O procurador-geral do Trabalho, Lima, também citou os desafios para o MPT ao longo de pouco mais de dois anos de pandemia de Covid-19, desde a adoção do teletrabalho (ou home office) por parcela expressiva das empresas e instituições até a exigência da comprovação de vacinação para que os trabalhadores possam retornar às atividades presenciais.

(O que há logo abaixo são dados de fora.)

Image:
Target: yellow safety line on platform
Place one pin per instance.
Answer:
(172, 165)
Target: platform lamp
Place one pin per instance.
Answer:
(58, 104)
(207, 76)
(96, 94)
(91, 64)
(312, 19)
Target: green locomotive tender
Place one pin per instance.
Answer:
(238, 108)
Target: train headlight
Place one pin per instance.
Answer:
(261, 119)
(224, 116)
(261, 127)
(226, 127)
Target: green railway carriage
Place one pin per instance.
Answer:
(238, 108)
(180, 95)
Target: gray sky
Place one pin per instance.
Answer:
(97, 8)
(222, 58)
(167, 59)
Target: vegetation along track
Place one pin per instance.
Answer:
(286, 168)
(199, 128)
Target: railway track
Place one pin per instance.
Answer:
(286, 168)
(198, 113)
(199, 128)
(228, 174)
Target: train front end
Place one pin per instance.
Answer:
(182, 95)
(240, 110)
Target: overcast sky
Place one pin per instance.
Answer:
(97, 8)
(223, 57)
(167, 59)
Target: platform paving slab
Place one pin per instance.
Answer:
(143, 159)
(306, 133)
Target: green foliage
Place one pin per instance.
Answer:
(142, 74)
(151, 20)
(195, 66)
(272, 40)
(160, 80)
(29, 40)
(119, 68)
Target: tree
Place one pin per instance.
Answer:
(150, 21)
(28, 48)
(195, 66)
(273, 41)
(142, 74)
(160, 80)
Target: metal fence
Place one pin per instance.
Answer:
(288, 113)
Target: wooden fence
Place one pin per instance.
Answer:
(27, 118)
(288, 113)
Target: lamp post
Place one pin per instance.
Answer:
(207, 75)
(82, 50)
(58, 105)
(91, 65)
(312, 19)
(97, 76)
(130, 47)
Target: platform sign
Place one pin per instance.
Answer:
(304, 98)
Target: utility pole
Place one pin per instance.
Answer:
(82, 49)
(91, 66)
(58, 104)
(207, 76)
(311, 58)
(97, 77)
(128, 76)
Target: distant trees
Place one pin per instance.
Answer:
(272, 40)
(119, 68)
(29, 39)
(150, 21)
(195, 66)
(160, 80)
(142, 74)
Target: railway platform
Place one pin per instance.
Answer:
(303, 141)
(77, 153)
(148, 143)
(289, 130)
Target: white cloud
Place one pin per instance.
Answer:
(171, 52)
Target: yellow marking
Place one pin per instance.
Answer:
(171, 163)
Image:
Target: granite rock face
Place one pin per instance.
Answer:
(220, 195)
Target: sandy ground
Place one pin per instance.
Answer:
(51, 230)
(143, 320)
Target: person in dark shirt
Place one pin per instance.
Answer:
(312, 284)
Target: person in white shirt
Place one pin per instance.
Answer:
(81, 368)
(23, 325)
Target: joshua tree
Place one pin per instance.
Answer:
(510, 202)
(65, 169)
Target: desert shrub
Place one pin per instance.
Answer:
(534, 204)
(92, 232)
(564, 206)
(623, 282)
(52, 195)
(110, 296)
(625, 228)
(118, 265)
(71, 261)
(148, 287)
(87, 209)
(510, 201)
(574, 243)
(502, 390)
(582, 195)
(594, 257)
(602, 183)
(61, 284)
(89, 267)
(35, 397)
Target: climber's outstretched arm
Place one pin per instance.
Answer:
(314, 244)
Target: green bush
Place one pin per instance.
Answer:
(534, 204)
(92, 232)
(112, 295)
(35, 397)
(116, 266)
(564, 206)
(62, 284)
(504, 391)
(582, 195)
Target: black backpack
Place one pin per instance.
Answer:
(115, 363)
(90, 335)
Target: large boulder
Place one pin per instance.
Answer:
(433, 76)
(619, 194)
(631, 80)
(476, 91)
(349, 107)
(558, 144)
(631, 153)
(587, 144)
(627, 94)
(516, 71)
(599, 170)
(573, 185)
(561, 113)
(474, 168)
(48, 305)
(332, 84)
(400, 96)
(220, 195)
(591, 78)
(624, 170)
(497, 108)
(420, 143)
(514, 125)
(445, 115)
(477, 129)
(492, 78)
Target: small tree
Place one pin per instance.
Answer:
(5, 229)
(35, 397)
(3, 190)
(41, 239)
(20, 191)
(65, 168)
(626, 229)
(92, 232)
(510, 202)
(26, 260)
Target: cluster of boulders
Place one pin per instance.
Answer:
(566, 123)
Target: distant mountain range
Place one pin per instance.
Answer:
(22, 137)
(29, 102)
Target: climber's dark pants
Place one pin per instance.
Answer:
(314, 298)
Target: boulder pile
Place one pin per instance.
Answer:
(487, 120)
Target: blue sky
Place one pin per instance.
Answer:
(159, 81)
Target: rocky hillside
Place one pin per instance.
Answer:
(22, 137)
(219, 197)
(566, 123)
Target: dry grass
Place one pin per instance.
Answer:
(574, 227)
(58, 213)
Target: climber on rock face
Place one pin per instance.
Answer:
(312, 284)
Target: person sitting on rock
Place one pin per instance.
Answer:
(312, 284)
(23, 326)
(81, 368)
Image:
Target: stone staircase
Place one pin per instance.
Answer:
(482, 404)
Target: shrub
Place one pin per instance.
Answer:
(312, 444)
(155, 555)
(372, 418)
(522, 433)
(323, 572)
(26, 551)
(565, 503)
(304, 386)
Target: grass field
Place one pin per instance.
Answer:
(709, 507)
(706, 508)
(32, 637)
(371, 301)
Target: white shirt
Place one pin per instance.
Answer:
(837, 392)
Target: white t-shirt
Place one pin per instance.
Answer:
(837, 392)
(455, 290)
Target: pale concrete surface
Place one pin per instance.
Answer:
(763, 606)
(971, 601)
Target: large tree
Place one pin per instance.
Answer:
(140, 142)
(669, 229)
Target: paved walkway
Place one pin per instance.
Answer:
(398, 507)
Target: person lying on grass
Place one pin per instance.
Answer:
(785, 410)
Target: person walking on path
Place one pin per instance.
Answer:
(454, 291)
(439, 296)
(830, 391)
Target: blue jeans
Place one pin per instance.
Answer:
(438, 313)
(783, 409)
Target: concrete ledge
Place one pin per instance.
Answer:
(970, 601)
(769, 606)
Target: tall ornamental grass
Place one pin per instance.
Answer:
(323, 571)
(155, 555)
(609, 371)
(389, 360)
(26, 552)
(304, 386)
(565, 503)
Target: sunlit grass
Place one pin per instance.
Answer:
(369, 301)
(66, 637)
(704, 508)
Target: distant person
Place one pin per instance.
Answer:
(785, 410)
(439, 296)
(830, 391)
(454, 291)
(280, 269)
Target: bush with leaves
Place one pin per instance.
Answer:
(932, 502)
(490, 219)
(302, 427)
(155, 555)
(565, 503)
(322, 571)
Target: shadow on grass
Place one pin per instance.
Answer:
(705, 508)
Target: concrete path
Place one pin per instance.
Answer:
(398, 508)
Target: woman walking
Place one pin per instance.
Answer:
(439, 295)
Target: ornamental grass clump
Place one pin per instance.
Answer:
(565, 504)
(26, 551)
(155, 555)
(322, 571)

“O primeiro desafio foi reconhecer a dimensão da tragédia e que ninguém estava preparado para ela. Nem a ciência, já que inicialmente se cogitava em uma demora de alguns anos para o desenvolvimento de uma vacina. Nossos filhos estão acompanhando com a pandemia e agora com a guerra entre Rússia e Ucrânia tragédias que só liam em livros de história. Então, diante dessa complexidade formamos no MPT um grupo de trabalho reunindo todas as coordenações nacionais para discutir a Covid-19 e priorizamos o ajuizamento de ações relacionadas, como a questão do trabalho de gestantes”, relembrou.
“Mais recentemente, veio a questão da exigência da vacina. O empregador tem a obrigação de cobrar e pode até demitir por justa causa quem se recusar a receber a imunização sem uma justificativa plausível, tais como alguma impossibilidade médica, a ser comprovada por laudo. Felizmente, esses casos são muito pouco significativos e a sociedade tem entendido a importância da vacinação”, exaltou.
Outra questão amplificada no contexto pandêmico foi a do trabalho por aplicativos. O fato de algumas dessas plataformas sequer terem representação no Brasil têm trazido desafios não apenas de natureza trabalhista como também eleitoral e quanto à divulgação de informações falsas, as chamadas fake news. O caso mais recente foi o da polêmica envolvendo o aplicativo de mensagens Telegram.
No que se refere às relações de trabalho, propriamente ditas, as principais atividades afetadas pelo fenômeno foram o transporte de passageiros e a entrega de mercadorias, especialmente alimentos e refeições prontas. “O MPT entende o avanço trazido pelos aplicativos e o quanto eles amenizaram o quadro de desemprego durante a pandemia, mas foi preciso ajuizar ações comprovando o vínculo empregatício entre os profissionais que realizam esses serviços utilizando essas plataformas. Infelizmente, a jurisprudência sobre esses casos ainda não está bem consolidada”, constatou.
Por fim, Lima ressaltou que também na Justiça do Trabalho tem ocorrido uma opção crescente pela conciliação no lugar da judicialização.
“Esse deve ser o primeiro movimento: conciliar e só depois se for necessário partir para um julgamento. Isso vale no direito trabalhista e, em alguns casos, até no penal. As partes podem trazer suas propostas de negociação e o MPT sempre tem apoiado esse caminho. Apenas em casos de risco iminente à vida do trabalhador ou em situações emergenciais é que não há a possibilidade de se buscar a via conciliatória, mas a conciliação é um caminho sem volta dentro do Judiciário brasileiro”, concluiu.